24 jun 2011 . Actualizado a las 06:00 h.

Salomón Obama. El calendario de retirada anunciado por el jefe de EE.UU. se queda a medio camino de lo que exigían los partidarios de un repliegue más rápido sin someterse tampoco a quienes presionaban para mantener la presencia actual hasta el 2014. Es, por tanto, un equilibrismo difícil sobre un alambre muy fino. Busca desactivar la acusación de promover una escalada, que podría entorpecer su reelección dentro de un año, al tiempo que evita el vacío de poder que crearía en Afganistán una salida menos gradual.

La decisión estaba cantada después de que la ejecución de Bin Laden eliminase la razón más poderosa para invadir el país asiático. Tiene que ver con la convicción de que la capacidad de regeneración de Al Qaida ya no depende en exclusiva de la contienda con los talibanes, pero también con dos hechos adicionales. Uno es la obligación de rebajar el gasto militar en un momento en el que el talón de Aquiles de EE.UU. es un endeudamiento descomunal.

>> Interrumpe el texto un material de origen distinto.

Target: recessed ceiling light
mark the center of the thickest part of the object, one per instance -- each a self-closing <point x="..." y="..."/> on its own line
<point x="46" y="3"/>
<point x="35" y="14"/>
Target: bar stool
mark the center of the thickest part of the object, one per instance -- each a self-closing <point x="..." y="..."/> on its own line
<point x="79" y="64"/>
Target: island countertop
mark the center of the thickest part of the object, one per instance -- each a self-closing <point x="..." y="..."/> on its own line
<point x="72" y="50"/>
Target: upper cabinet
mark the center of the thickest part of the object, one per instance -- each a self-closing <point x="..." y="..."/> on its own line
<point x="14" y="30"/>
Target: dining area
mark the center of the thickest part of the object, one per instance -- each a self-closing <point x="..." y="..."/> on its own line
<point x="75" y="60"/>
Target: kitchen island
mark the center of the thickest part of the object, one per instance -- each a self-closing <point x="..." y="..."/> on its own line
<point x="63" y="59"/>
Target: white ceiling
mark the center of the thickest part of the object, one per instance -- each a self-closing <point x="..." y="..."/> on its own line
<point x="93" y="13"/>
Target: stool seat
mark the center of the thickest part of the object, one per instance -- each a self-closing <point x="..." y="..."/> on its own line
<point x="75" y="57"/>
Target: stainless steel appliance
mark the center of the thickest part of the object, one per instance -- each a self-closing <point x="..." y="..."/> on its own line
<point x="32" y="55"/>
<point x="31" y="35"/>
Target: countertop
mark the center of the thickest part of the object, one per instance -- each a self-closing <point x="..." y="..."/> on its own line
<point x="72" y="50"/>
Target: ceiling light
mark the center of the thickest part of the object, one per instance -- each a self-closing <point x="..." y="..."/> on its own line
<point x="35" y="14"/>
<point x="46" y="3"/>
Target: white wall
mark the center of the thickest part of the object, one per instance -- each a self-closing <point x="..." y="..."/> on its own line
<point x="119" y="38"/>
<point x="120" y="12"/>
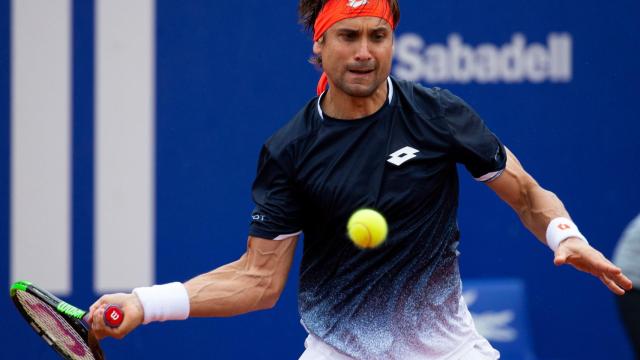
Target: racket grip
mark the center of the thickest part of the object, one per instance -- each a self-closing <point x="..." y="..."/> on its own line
<point x="113" y="316"/>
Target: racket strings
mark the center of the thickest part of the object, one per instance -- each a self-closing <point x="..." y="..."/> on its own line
<point x="55" y="327"/>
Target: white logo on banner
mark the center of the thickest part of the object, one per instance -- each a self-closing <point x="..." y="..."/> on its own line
<point x="357" y="3"/>
<point x="457" y="62"/>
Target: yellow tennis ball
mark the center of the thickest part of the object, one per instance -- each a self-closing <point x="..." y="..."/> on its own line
<point x="367" y="228"/>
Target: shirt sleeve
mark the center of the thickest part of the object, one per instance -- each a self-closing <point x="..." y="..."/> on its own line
<point x="474" y="145"/>
<point x="277" y="214"/>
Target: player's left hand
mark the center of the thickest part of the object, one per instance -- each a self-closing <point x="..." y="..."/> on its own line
<point x="582" y="256"/>
<point x="133" y="315"/>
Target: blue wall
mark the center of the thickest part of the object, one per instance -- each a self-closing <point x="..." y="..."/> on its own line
<point x="231" y="73"/>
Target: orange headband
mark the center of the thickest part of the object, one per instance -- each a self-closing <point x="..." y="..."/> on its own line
<point x="338" y="10"/>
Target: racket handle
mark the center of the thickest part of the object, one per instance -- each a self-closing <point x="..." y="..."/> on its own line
<point x="113" y="316"/>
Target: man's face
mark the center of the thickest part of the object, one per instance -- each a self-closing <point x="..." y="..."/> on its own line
<point x="356" y="54"/>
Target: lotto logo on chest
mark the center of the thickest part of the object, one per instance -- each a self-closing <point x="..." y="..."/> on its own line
<point x="403" y="155"/>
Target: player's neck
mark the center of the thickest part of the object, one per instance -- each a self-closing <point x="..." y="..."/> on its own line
<point x="339" y="105"/>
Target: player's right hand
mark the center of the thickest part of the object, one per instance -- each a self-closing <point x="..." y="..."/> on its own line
<point x="133" y="315"/>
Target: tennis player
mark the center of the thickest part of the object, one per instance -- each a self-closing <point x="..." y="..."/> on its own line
<point x="369" y="140"/>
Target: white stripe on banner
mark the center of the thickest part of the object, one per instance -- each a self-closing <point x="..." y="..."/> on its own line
<point x="124" y="132"/>
<point x="40" y="143"/>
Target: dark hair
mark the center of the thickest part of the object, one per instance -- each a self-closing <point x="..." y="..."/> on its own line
<point x="309" y="10"/>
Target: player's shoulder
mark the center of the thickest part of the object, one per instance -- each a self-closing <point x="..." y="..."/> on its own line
<point x="431" y="102"/>
<point x="303" y="124"/>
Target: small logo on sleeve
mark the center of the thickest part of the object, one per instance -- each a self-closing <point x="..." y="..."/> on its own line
<point x="258" y="217"/>
<point x="403" y="155"/>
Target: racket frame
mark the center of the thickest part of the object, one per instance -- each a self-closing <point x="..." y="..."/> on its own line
<point x="71" y="314"/>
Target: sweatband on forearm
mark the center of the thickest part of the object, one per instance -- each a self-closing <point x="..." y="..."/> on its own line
<point x="560" y="229"/>
<point x="164" y="302"/>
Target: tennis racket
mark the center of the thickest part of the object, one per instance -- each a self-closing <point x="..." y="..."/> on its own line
<point x="63" y="326"/>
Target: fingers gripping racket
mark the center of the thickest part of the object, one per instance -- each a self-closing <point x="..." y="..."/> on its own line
<point x="63" y="326"/>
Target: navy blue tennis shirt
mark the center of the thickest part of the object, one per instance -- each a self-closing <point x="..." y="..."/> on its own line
<point x="402" y="299"/>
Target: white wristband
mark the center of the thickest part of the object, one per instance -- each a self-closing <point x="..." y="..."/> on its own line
<point x="164" y="302"/>
<point x="560" y="229"/>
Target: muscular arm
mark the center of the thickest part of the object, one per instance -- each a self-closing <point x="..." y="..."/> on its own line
<point x="253" y="282"/>
<point x="536" y="207"/>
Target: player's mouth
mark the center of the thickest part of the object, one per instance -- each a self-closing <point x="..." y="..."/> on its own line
<point x="361" y="72"/>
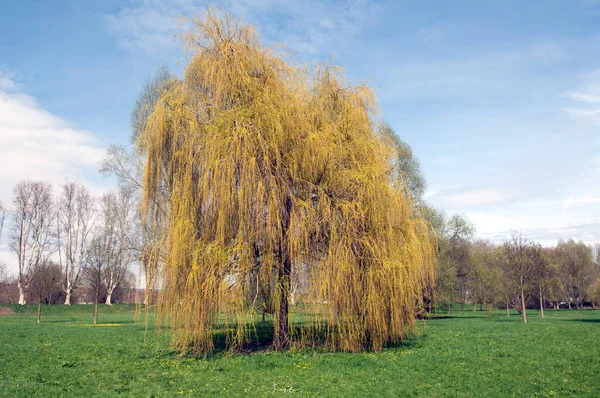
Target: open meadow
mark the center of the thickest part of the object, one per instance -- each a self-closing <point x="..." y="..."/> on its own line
<point x="464" y="354"/>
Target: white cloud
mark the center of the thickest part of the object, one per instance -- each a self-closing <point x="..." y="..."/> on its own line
<point x="585" y="100"/>
<point x="35" y="144"/>
<point x="461" y="198"/>
<point x="303" y="25"/>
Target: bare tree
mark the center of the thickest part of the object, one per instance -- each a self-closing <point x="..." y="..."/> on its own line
<point x="95" y="258"/>
<point x="576" y="269"/>
<point x="2" y="217"/>
<point x="75" y="220"/>
<point x="521" y="257"/>
<point x="44" y="283"/>
<point x="31" y="238"/>
<point x="126" y="163"/>
<point x="116" y="234"/>
<point x="6" y="280"/>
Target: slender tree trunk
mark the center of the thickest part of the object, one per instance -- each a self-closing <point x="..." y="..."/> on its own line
<point x="523" y="304"/>
<point x="541" y="302"/>
<point x="282" y="323"/>
<point x="282" y="326"/>
<point x="8" y="295"/>
<point x="96" y="307"/>
<point x="21" y="293"/>
<point x="68" y="292"/>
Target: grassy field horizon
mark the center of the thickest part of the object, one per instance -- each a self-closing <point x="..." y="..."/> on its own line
<point x="483" y="353"/>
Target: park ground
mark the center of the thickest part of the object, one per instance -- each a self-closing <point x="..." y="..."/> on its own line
<point x="466" y="354"/>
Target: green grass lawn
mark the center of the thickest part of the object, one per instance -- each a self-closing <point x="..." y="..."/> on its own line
<point x="469" y="354"/>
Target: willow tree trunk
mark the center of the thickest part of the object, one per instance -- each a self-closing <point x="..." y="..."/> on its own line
<point x="281" y="331"/>
<point x="541" y="302"/>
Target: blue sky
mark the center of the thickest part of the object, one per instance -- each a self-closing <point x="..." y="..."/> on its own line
<point x="499" y="100"/>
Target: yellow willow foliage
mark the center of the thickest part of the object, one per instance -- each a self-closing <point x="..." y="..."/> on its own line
<point x="269" y="167"/>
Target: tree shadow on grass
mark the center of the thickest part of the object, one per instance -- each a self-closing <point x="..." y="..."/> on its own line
<point x="305" y="337"/>
<point x="441" y="317"/>
<point x="584" y="320"/>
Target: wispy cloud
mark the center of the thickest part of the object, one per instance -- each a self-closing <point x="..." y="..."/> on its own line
<point x="471" y="197"/>
<point x="308" y="26"/>
<point x="585" y="99"/>
<point x="39" y="145"/>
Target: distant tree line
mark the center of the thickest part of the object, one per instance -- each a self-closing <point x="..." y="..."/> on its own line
<point x="68" y="244"/>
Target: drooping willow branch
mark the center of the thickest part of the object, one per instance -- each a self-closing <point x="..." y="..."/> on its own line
<point x="276" y="174"/>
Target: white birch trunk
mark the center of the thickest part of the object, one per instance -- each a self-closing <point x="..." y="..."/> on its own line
<point x="21" y="293"/>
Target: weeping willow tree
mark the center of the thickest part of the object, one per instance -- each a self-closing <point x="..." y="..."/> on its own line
<point x="270" y="167"/>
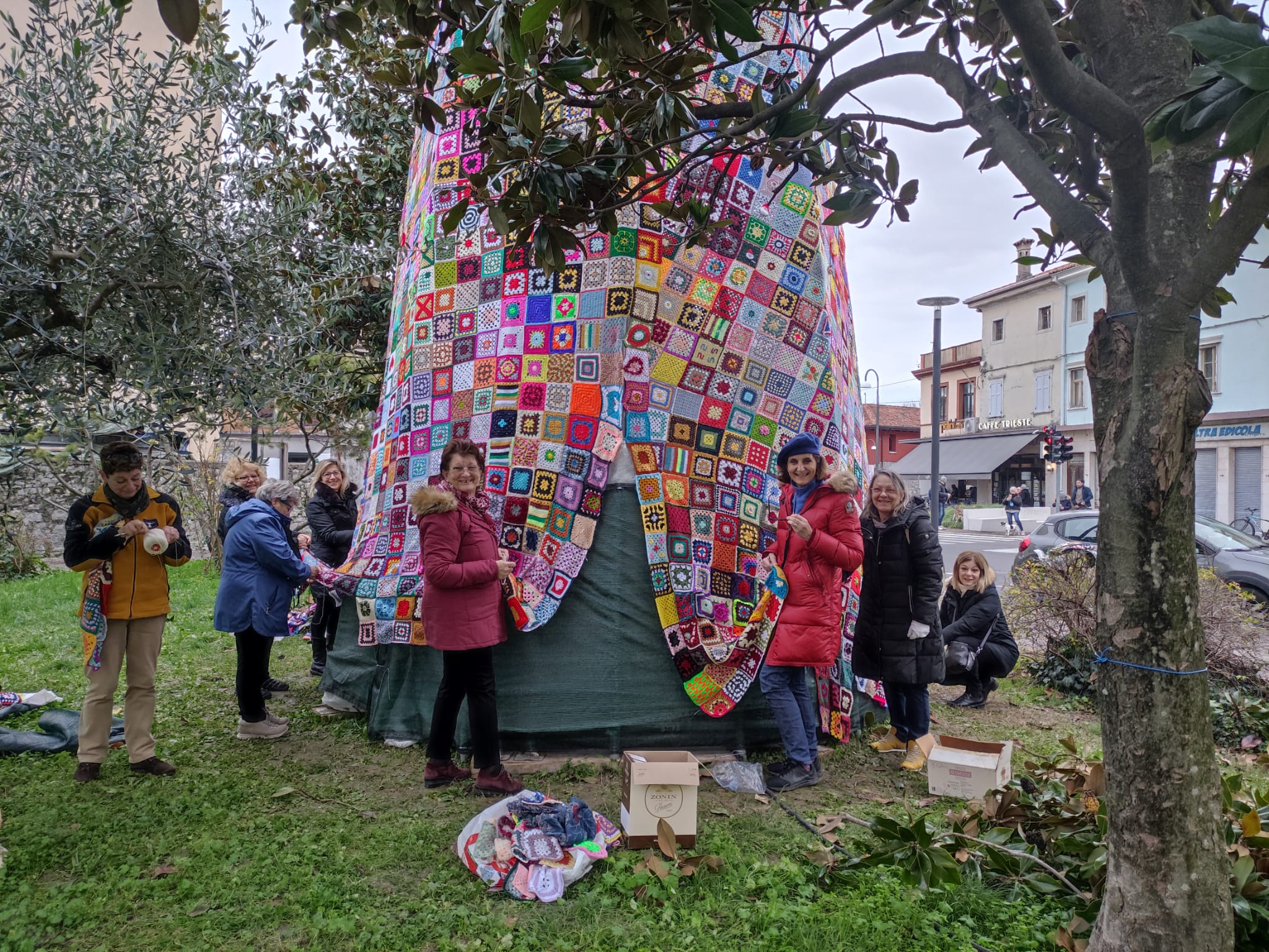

El segundo es la necesidad de Washington de recuperar la capacidad de desplegarse en otros frentes. Como se ha visto en Libia, la presencia en Afganistán y en Irak se ha convertido en una ratonera que hipoteca el poder de maniobra norteamericana y limita sus respuestas en nuevos focos de conflicto.

El ritmo de la retirada supone un revés para la doctrina contrainsurgente abanderada por el general Petraeus que hizo furor en Irak, pero se estrelló en Afganistán con la irreductibilidad de los talibanes para dejarse sobornar como los insurgentes suníes. Es, al mismo tiempo, la paletada de tierra que sepulta el concepto de guerra contra el terror ideado por George W. Bush en respuesta a los atentados del 11-S.

La medida no está exenta de riesgos. Las tropas internacionales son un factor de estabilidad y su marcha envalentonará a los talibanes, que ahora solo tienen que esperar un par de años para intentar adueñarse del país de nuevo. En este escenario, hay que esperar un recrudecimiento de la tensión entre la India y Pakistán a cuenta del control de Kabul, un casus belli previsible entre dos potencias atómicas.